PETA believes phrases that trivialize cruelty to animals should be phased out, and it has supplied us with some alternatives.
More and more people around the world are quickly having their eyes opened to the often horrific ways some animals are treated. Not pets, necessarily, but animals that are bred and used for the food and drink industry. Whether that be for their meat, dairy products, or anything else we may rely on animals for.
Some of the horrible practices being used are available for all to see via videos online. While they are nothing new, many people likely didn't realize that was how their food was being treated before it made it to stores and ultimately their plates.
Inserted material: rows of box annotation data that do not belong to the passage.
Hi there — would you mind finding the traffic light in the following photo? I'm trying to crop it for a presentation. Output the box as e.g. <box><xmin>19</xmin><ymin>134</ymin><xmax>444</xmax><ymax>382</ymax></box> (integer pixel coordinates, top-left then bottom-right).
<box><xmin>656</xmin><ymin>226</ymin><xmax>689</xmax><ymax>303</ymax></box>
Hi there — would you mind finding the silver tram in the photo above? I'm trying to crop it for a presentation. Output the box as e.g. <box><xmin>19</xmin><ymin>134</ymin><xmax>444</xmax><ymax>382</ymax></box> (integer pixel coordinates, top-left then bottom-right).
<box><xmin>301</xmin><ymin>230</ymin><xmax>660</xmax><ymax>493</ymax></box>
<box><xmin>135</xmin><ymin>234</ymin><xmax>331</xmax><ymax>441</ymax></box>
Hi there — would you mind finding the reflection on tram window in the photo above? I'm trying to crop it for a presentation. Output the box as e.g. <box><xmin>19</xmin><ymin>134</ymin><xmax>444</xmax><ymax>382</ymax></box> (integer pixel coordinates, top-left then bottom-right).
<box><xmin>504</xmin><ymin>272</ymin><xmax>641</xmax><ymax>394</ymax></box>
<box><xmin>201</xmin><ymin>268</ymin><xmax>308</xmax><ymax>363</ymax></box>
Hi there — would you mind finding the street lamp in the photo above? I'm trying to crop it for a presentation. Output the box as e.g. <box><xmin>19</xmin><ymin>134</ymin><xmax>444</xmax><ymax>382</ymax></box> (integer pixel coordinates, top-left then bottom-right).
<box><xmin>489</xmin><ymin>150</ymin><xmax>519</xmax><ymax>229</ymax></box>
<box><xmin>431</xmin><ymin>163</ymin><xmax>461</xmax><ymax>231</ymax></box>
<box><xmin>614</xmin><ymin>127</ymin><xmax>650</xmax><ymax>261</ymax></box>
It's why there has been such a rise recently in those choosing to live and lead a vegan lifestyle.
PETA, the leading organization when it comes to the prevention of cruelty to animals, wants us to go a step further than that. Earlier this week, PETA tweeted a list of well-known phrases. Turns of phrase that have likely been used for centuries. You can check the five of them out for yourself below. The common theme is cruelty to animals, even though those using the phrases probably don't even think about it.
Words matter, and as our understanding of social justice evolves, our language evolves along with it. Here’s how to remove speciesism from your daily conversations. pic.twitter.com/o67EbBA7H4— PETA: Bringing Home the Bagels Since 1980 (@peta) December 4, 2018
Killing two birds with one stone, referring to someone testing something for the first time as a "guinea pig." PETA believes the continued use of these phrases contributes to the trivialization of cruelty to animals. Instead, it has supplied us with some handy alternatives. Bringing home the bacon becomes "bringing home the bagels." Take the bull by the horns may soon be "take the flower by the thorns."
We can see what PETA is trying to do, but we're not so sure these new cliches will take. As we said, the ones they will be replacing have been around for decades, maybe even centuries. Then again, phrases have to be said for the first time at some point. There was a time when none of the above cliches had been said, PETA approved or not. Perhaps this is the beginning of a new world rid of common phrases which trivialize animal cruelty.